Scottish Sea Farms employs 109 women but they still make up only 18% of the company's workforce.

Salmon farmer restores position on equal pay


Salmon producer Scottish Sea Farms has regained its position on gender parity and closed the pay gap further in several areas, it has said.

Last year, the company reported that some measures had been adversely impacted following the acquisition of Grieg Seafood Shetland which led to an extra 146 men and 40 women being added to the SSF payroll.

However, 2023 gender pay gap reporting, published today, confirms the salmon farmer has not only returned to its pre-acquisition position but also made slight advances, aided by ongoing work to benchmark and align pay grades across the integrated workforce.

Advances include:

  • A 3.8% reduction in women’s mean hourly pay gap
  • A 5.4% reduction in women’s median hourly pay gap
  • 1.2% more women in the top pay quartile
  • 28.6% more women receiving bonus pay.

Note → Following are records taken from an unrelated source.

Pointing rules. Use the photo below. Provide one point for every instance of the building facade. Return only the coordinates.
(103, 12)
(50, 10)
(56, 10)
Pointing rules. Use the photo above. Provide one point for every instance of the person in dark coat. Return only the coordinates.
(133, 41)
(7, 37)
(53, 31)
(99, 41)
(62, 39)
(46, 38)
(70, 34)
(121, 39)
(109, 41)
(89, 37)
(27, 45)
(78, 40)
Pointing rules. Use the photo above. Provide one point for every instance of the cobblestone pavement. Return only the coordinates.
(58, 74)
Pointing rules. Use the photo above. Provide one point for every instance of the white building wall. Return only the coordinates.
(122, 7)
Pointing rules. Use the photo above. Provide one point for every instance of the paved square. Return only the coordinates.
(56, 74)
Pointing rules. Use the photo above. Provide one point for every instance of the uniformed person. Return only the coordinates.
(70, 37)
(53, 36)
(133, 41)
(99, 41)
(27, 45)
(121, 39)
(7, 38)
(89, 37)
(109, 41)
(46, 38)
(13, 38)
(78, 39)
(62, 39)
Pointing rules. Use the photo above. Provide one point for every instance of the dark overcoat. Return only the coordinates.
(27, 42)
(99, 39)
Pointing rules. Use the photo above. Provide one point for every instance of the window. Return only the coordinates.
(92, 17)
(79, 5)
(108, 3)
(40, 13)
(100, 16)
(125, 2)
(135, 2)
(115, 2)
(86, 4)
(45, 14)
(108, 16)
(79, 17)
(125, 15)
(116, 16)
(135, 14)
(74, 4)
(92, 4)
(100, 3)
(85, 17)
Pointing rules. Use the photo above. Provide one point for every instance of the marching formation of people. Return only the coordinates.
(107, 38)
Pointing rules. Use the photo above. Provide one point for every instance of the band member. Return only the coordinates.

Both ‘mean’ and ‘median’ are ways of expressing an average value or number but are not the same. The mean of a set of numbers in a data set is obtained by adding up all the numbers then dividing by the size of the data set. This is what most people are referring to when they talk about an ‘average’. The median is usually described as the ‘middle number’.

Women 'on a par' with men

Scottish Sea Farms head of human resources Fiona McCann said: “The key takeaway from the latest reporting, as our mean average hourly pay shows, is that female colleagues are paid on a par with their male counterparts – or, as with this snapshot, slightly more.

“What we can’t ignore, however, is that salmon farming was seen as a primarily male career for many years. As such we have significantly more men on the team than women, some 82% to 18% in 2023, impacting on other measures.

“So, while there remains no difference in median bonus pay – in other words, the middle-earning male and female received the same bonus – the simple fact men outnumber women in each pay quartile, including those in which bigger bonuses are often paid, contributed to our mean bonus pay gap widening in 2023.”

Hire and hold

The single best way to close this and other gender-related pay gaps, said McCann, is to attract and retain more women into the company and sector.

“Our priority has been, and always will be, to hire the best candidate for the job. We’ve made real progress with 109 women on our team currently in roles ranging from freshwater technician, farm manager and fish vet to environmental scientist, laboratory supervisor and supply chain coordinator – but we’d like to see many more.

“We’re battling outdated perceptions of the sector as being overly manual and a lack of awareness of the range of careers available in the present day.

“Overcoming such deeply engrained perceptions won’t happen overnight. We need to be as inventive as we are persistent in our work to attract more women, continually asking ourselves what more we can do and where else we could place ourselves to help raise awareness of the opportunities on offer.”